Einige Tage vor dem Berufungsgericht, am 7. Oktober 2012 strahl­te TV-Sender NTV im Programm „Zentral‘noe Televidenie“, spe­zi­ell zum 60. Geburtstag vom Russischen Präsidenten, ein gros­ses, exklu­si­ves Interview mit Vladimir Putin aus. Auf Pussy Riot ange­spro­chen, ant­wor­te­te der Jubilat mit einer Gegenfrage: Er frag­te den Moderator Vadim Takmenev, ob er die Übersetzung von «Pussy Riot» ken­ne? Der Journalist mein­te, dass er sie wüss­te, sich aber wei­ge­re, vor Putin und vor lau­fen­der Kamera den Bandnamen auf Russisch aus­zu­spre­chen. Daraufhin lob­te Vladimir Putin „die Mädels“, die „euch alle und die gan­ze Welt die­ses unan­stän­di­ge Wort öffent­lich aus­zu­spre­chen gezwun­gen haben… Sogar die­je­ni­gen, wel­che die Übersetzung und Bedeutung ken­nen, spre­chen dies öffent­lich aus. Ist das nor­mal?“ Dass das Wort «Pussy» ein Euphemismus ist und somit min­de­stens zwei Bedeutungen hat woll­te anschei­nend weder der President noch der Journalist wis­sen. Auf jeden Fall, erlaub­te sich Alechina wäh­rend der Berufungsanhörung auf die­se Aussage von Putin zu ant­wor­ten: „Ich kann Pussy Riot auf Russisch sagen: ‚Aufstand der Kätzchen‘“ – so Alechina. „Das ist sicher nicht unan­stän­di­ger, als Ihre (Vladimir Putin, Red.) Wörterauswahl ‚Wir las­sen die Terroristen im Klo ver­recken‘ (Putins Aussage bezüg­lich Methoden im Kampf gegen Terrorismus, Red.).“

Nadežda Tolokonnikova schloss sich den Aussagen ihrer Kollegen an. Sie zeich­ne­te die Mängel im Verfahren von Hamovničeskij Gericht auf. Und bestä­tig­te, dass sie auch nicht bereit ist für etwas Reue zu zei­gen, was sie nicht gemacht hat. Sie ver­steht nach wie vor den Punk-Gottesdienst nicht als die Straftat, die man ihr und ihrer Kolleginnen zur Last legt: „Rowdytum aus dem reli­giö­sen Hass“.

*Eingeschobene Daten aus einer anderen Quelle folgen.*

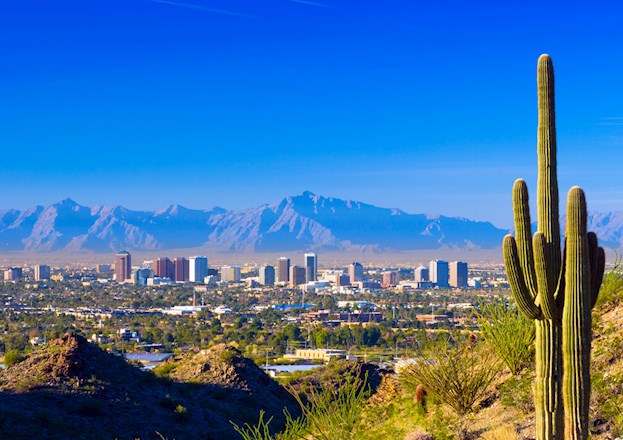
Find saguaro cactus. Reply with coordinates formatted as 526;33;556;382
562;186;605;440
503;55;605;439
503;55;564;439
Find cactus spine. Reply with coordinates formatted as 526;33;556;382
562;186;605;439
503;55;564;439
503;55;605;439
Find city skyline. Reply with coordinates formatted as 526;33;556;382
0;0;623;227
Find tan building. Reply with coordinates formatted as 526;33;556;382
448;261;467;287
115;251;132;283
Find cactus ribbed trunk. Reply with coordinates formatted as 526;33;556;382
534;319;563;439
537;55;561;295
502;55;606;440
562;187;592;440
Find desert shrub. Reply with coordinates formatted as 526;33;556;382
175;405;190;422
292;374;370;440
399;340;500;415
478;301;535;374
597;254;623;305
229;410;304;440
4;350;24;367
498;374;534;414
151;362;176;377
230;374;370;440
218;348;236;364
591;372;623;438
158;394;178;410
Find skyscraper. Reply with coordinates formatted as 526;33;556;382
413;266;430;283
429;260;448;287
35;264;50;281
290;266;307;287
382;270;400;287
348;262;363;283
115;251;132;283
260;266;275;286
221;266;240;283
188;256;208;283
277;257;290;283
305;252;318;283
153;257;175;280
449;261;467;287
132;267;154;286
173;257;189;281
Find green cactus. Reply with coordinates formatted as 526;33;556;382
503;55;605;439
562;186;605;439
503;55;564;439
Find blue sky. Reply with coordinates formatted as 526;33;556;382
0;0;623;226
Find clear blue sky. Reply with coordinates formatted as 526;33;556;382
0;0;623;227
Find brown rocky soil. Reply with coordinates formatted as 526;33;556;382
0;334;295;440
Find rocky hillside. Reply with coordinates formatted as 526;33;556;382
0;334;296;440
0;192;506;252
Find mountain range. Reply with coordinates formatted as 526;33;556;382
0;191;623;253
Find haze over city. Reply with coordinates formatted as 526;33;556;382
0;0;623;228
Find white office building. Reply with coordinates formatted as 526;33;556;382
429;260;449;287
305;252;318;283
188;256;208;283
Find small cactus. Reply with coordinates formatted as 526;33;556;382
415;384;428;408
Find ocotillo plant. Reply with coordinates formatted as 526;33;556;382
562;186;606;440
503;55;564;439
503;55;605;439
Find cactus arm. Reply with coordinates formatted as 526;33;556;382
537;55;562;295
532;232;558;319
556;237;567;313
562;187;591;440
513;179;537;299
591;247;606;309
502;235;541;319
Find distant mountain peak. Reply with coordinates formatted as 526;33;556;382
0;194;532;253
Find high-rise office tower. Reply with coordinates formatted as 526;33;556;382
277;257;290;283
221;266;240;283
4;267;22;281
173;257;190;281
188;256;208;283
348;262;363;283
382;270;400;287
449;261;467;287
95;264;112;273
115;251;132;283
35;264;50;281
428;260;448;287
305;252;318;283
260;266;275;286
413;266;430;283
132;267;154;286
153;257;175;280
290;265;307;287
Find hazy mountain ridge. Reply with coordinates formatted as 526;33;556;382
0;191;623;252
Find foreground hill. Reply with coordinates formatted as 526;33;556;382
0;192;506;252
0;334;298;440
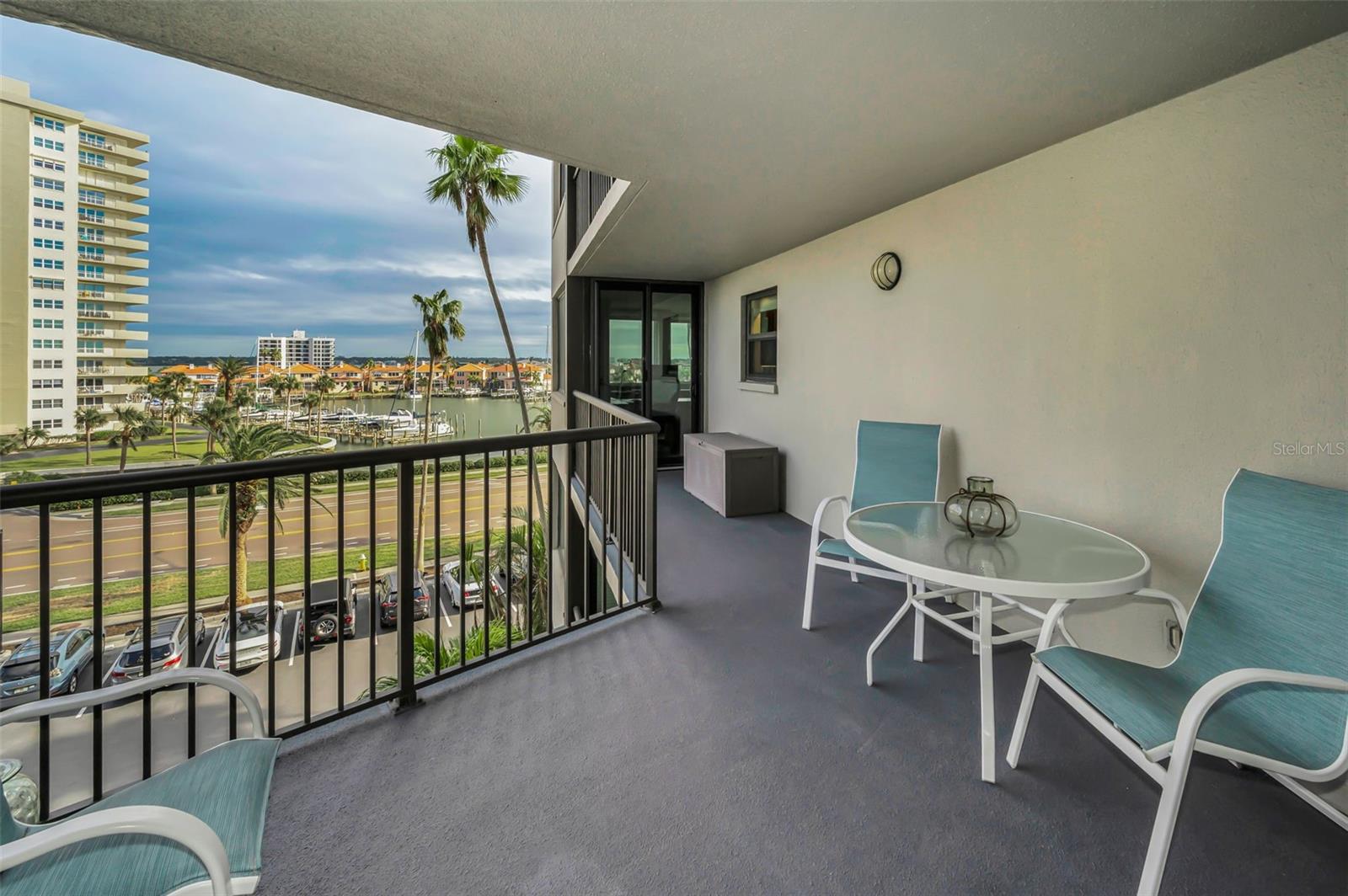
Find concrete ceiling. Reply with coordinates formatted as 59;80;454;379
13;0;1348;280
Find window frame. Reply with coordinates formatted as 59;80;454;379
740;285;782;386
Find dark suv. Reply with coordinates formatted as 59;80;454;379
375;573;430;628
299;575;356;644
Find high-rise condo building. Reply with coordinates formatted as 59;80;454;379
0;78;150;435
258;330;337;369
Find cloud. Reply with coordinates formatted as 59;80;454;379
0;19;551;357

Alle drei Frauen ver­such­ten wäh­ren deren Ansprachen die jewei­li­ge Zivilhaltung zum Ausdruck zu brin­gen, wur­den aber jedes Mal von Richterin und Vorsitzende des Gerichtskollegiums Larisa Poljakova (Лариса Полякова) unter­bro­chen. So wur­de auch die Rede von Tolokonnikova mehr­mals von der Richterin unter­bro­chen. Und als Fazit hat sie ihr sogar das Wort ent­zo­gen. Darauf rief Tolokonnikova: „Wir gehen in die Straflager und hier beginnt ein Bürgerkrieg. Putin macht alles dafür!“

Es wäre falsch die Stärke der Provokation von Pussy Riot und deren Wirkung auf die Russen zu unter­schät­zen. Es wäre auch falsch die Vorgeschichte deren Aktionen zu ver­ges­sen. Die Band wur­de im März 2011 gegrün­det. Die Mitglieder woll­ten anonym blei­ben, sie waren bei den Auftritten immer mas­kiert, die Namen ersetz­ten sie mit den Kosenamen und man beton­te, dass die Mitglieder immer aus­ge­tauscht wer­den. Sie mach­ten mit einer Reihe von nichtsank­tio­nier­ten Guerilla-Auftritten im Oktober-November 2011 auf öffent­li­chen Plätzen von sich reden, auf den Dächern von Häusern oder Bussen, in noblen Boutiquen und Cafés von Moskau. Am 7. November im Blog der Gruppe wur­de ein erster Videoclip publi­ziert. Das alles soll­te als Promo für das Debut-Album der Gruppe „Töte den Sexisten“ die­nen. Am 1. Dezember 2011, just vor den Duma-Wahlen (Wahlen in rus­si­sches Parlament, Red.), ver­öf­fent­lich­ten Pussy Riot deren zwei­ten Videoclip. Am 14. Dezember san­gen die Bandmitglieder auf dem Dach eines Gebäudes vis-à-vis der Haftanstalt Nr. 1, wo die Demonstranten der Kundgebungen vom 5. Dezember gegen die Manipulation der Wahlergebnissen in der Untersuchungshaft sas­sen. Die erste Haft von acht Mitgliedern von Pussy Riot folg­te am 20. Januar 2011 nach deren Auftritt auf dem Roten Platz. Sie wur­den mit 500 Rubel (ca. 15 CHF) – wegen ‹Verstoss gegen die Regeln öffent­li­cher Kundgebungen› bestrafft und frei­ge­las­sen. Am 21. Februar 2012 folg­te dann die Aktion in der Christ-Erlöser-Kathedrale. Mit der Wahl der Kirche – Hauptkathedrale der Russischen Orthodoxen Kirche – hat­ten Pussy Riot sicher mit der maxi­ma­len gesell­schaft­li­chen und media­len Resonanz gerech­net. Ob die poli­ti­sche und/oder künst­le­ri­sche Ziele der Aktion die Art und Weise des Auftrittes recht­fer­ti­gen, ist frag­lich. Die Russisch-Orthodoxe Kirche hat eine Reihe von Verhaltensregeln, die mit die­sem Auftritt grob miss­ach­tet wur­den. Ob die Handlungen von Pussy Riot tat­säch­lich reli­giö­sen Hass als Antrieb hat­ten, ist aller­dings schwer frag­lich.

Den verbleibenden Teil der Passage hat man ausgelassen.